One former Thames Water staff member told the FT that the situation at Coppermills was “scary” and there was “no way that there are enough bottled water supplies” to deal with an outage.
The person who recently inspected the site also said that the size of the population it serves would make it practically impossible for the army to hand out bottled water if there were a catastrophic failure.
He added: “Can you imagine if 4mn people can’t flush the loo or use the shower?”
Thames Water itself has identified north-east London, which for its purposes includes the City and Canary Wharf, as its “highest risk zone, with the risk of large-scale interruptions to water supply”, according to a separate 2019 document.
Several of London’s other water treatment plants also require urgent work to avoid risking a shortage of acceptable supplies to Londoners. This includes the need for investment to reduce the risk of cryptosporidium at the Hampton and Ashford Common water treatment works in west London.
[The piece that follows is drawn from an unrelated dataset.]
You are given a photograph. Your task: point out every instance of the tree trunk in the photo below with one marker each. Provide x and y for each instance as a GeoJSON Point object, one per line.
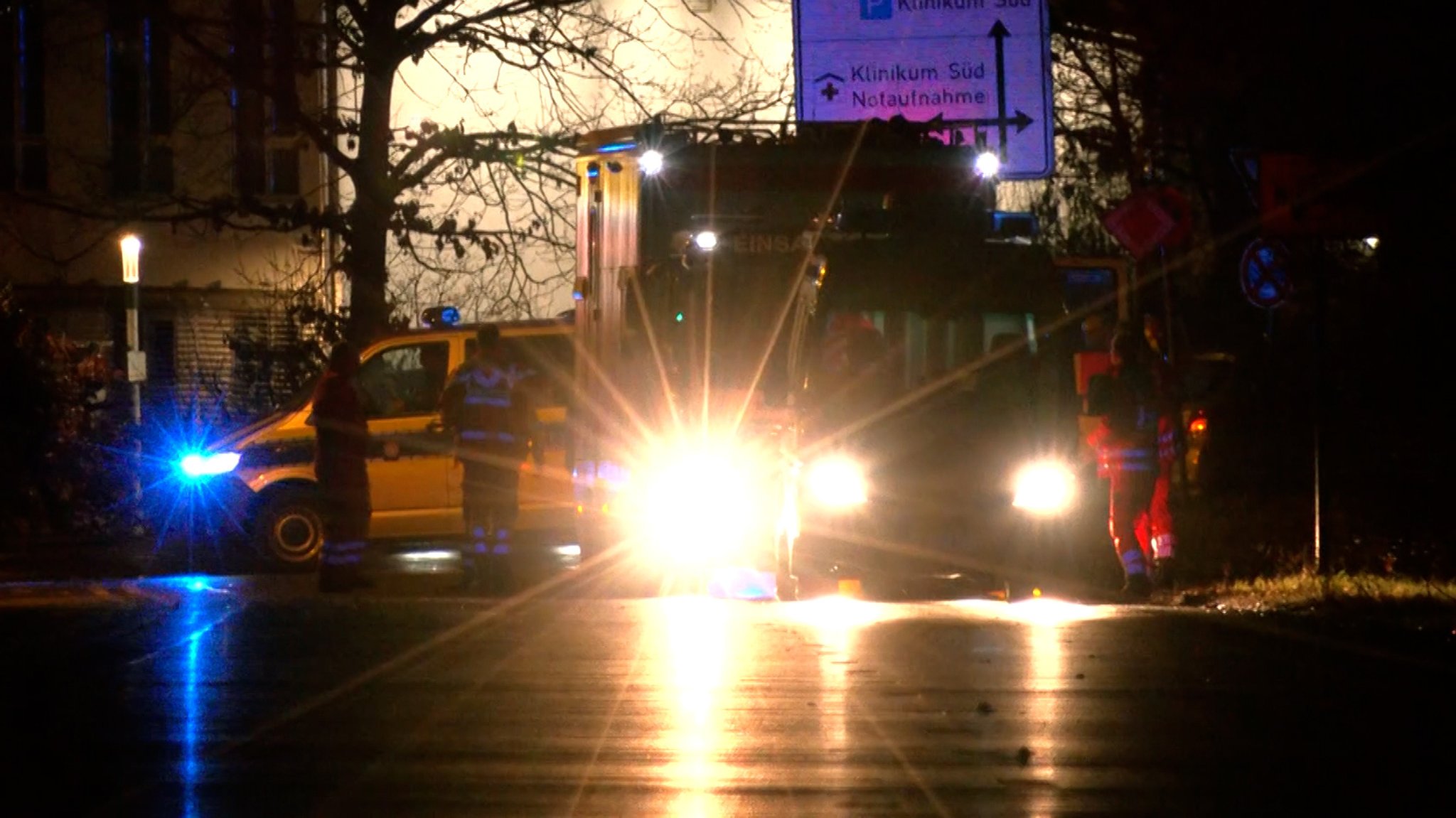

The Hampton works also need a new pumping station and power supply upgrades, according to a map of 13 at-risk sites drawn up as part of investor due diligence earlier this year.
KKR walked away from its bid for Thames Water in June, citing the risk of government intervention. That has left the UK’s largest water utility in the hands of its senior creditors, which include the hedge fund Elliott Management. They are trying to convince regulator Ofwat and the government to endorse their proposed takeover of the utility.
They have asked regulator Ofwat for more leniency on sewage pollution targets and have requested delays to mains repairs.
The creditors are aiming to exit the business and list the company on the London Stock Exchange as early as 2030.
For its part, Thames Water has said that its transformation “will take time; it will take at least a decade to achieve the scale of change required.”